The Morals of The Wolf of Wall Street

Posted: March 4, 2014


Through black comedy, The Wolf Of Wall Street satirizes landmarks in Belfort’s laughable, albeit at times pathetic, life. The film engages in the wider conversation encircling humanity’s greed and mirrors society’s moral compasses; it tracks humanity’s evolution and how this bears on the human race’s actions and moral instincts.

Scorsese lines events through a metaphorical rollercoaster for everything, and everyone, Belfort has swept up on his way. The compilation of drugs, prostitution, and other sensual pleasures pave the way for the primitive animal Belfort evolves into- it is drawn all over DiCaprio’s facial expression right from the opening scene.

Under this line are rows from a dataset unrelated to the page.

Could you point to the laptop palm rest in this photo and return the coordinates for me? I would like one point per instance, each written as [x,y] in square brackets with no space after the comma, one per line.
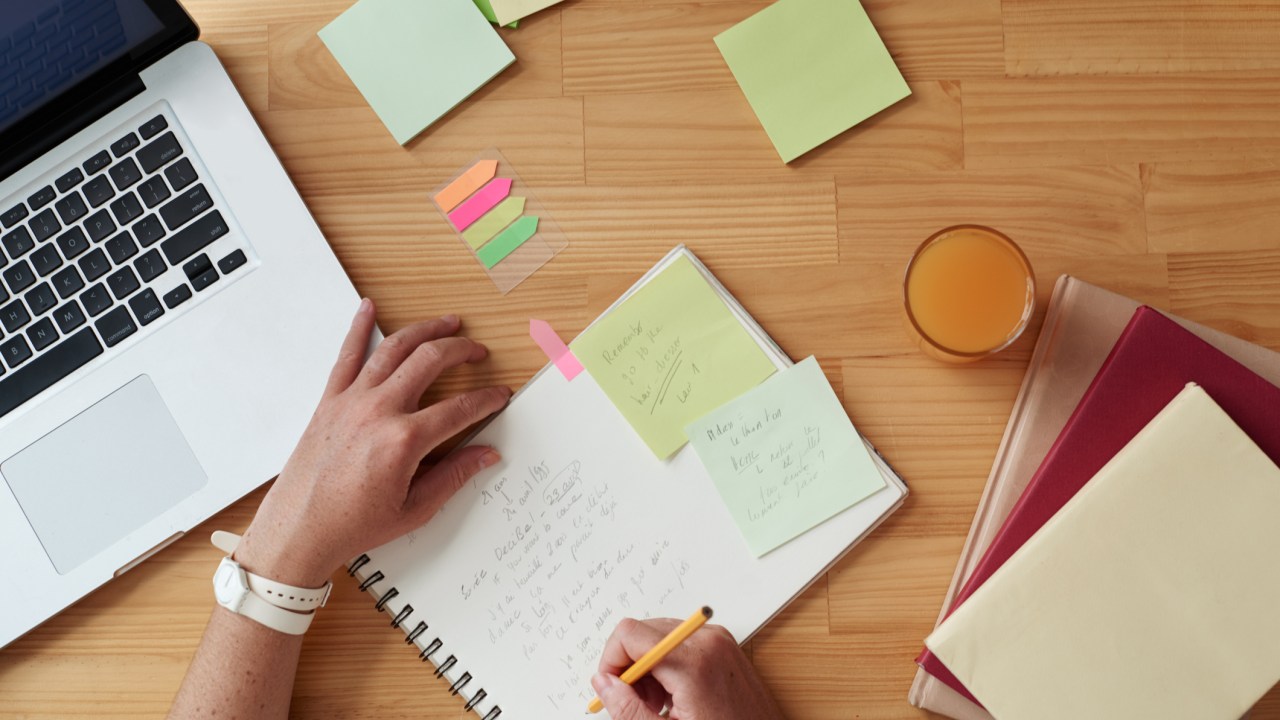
[104,474]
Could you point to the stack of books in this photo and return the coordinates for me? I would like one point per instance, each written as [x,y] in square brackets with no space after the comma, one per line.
[1124,559]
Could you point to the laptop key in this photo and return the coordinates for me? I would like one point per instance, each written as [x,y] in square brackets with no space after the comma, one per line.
[150,267]
[69,317]
[41,197]
[18,242]
[126,173]
[46,259]
[159,153]
[73,244]
[151,127]
[181,174]
[71,180]
[115,326]
[186,206]
[19,277]
[13,215]
[62,360]
[120,247]
[97,163]
[44,226]
[99,191]
[195,237]
[127,209]
[72,208]
[146,306]
[41,299]
[16,351]
[41,335]
[14,315]
[95,264]
[120,147]
[96,300]
[68,282]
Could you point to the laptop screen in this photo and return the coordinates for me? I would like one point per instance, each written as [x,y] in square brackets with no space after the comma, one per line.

The black comedy mocking a broker’s weak physical and emotional resistance is shown as he is lured by his wife Naomi, her aunt Emma and some five prostitutes weekly. Eventually the discussion surrounding this aspect of Belfort’s life reaches a tedious stage as I was repeatedly confronted with monotonous cycles of Belfort’s lust and love life.

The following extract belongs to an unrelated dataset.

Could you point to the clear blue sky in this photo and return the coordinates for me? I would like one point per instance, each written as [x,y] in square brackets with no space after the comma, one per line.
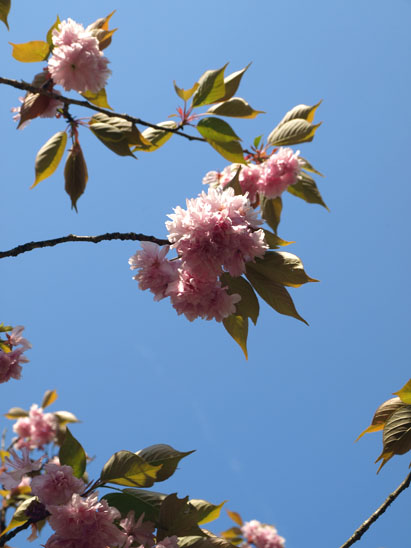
[274,435]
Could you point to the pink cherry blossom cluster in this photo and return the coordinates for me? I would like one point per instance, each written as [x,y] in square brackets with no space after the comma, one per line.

The plot is outraged, twice, as Belfort interrupts his explanation of a financial scam only to dictate to the viewer that their mind would be more stimulated with further outrageous instances of porn and drugs. In this way, the mentality and intelligence of the viewer is insulted twice. The film disappoints through its failure to incorporate any depth or insight into the dealing of inner circle Wall Street criminals, and it is doubly disappointing coming from Scorsese, a man who has previously presented richer insight in the past.

Belfort’s fall from grace and the dramatic shift in his circumstances simply continue to prove his static outlook and position toward the wider conversation on morality the film engages as a whole. His poignant divorce scene prompts Belfort’s “Wolf” nature when he resorts to beating Naomi.

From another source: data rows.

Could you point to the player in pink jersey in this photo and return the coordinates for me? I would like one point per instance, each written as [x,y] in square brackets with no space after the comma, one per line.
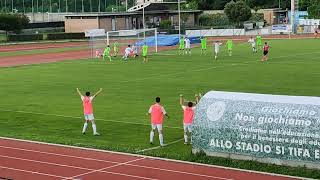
[188,115]
[157,113]
[88,111]
[266,49]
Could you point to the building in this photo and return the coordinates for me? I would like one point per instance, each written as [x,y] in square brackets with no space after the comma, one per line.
[128,20]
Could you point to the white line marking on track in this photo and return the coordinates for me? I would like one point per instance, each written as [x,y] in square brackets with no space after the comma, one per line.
[109,167]
[99,160]
[157,158]
[74,167]
[158,147]
[31,172]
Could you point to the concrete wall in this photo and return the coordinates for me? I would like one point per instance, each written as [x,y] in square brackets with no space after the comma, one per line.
[81,25]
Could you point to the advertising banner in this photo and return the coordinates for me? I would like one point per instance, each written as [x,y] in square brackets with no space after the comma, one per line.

On losing Stratton Oakmont, Belford is gifted an accolade, with his speech sketching him as an icon rising beyond economic depression and securing of interests. Take away all the drama and you will be facing a classic scenario where the means of embezzlement and fraud justify Belfort’s very existence as an icon.

Toward the very end, the film continues to mirror societal decay and the flaws surrounding human existence. Regardless of Belfort’s prison sentence, he does not identify with the resolution consuming him, proclaiming: “I lived in a place [prison] where everything was for sale, wouldn’t you like to learn how to sell it?”- prompting his nature as a broker infinitely.

Belfort’s final scene is a continuation of his first scene where Brad skilfully demonstrates how to sell a pen. This begs the question whether the Wolf’s moral compass or outlook have changed by any means; Belfort is proudly showcasing the pen in question as if it’s his personal Olympic torch.

The final scene skilfully touches on the present day through incorporating the real life Jordan Belfort introducing the fictional DiCaprio version of himself. This brings to witness a glaring reflection on today’s society. Scorsese incorporates a trademark bold statement: the graduate, socially privileged attendees in Belfort’s sales seminar fail to provide a sales technique comparable to Brad’s passionate and brilliant one; although he is a simple minded man. In this way, the film illustrates a mind-set focussed on surviving and overcoming  social circumstances, which places an even greater question on whether Belfort or his accomplices are victims of their societal background, or whether they remain culprit brokers.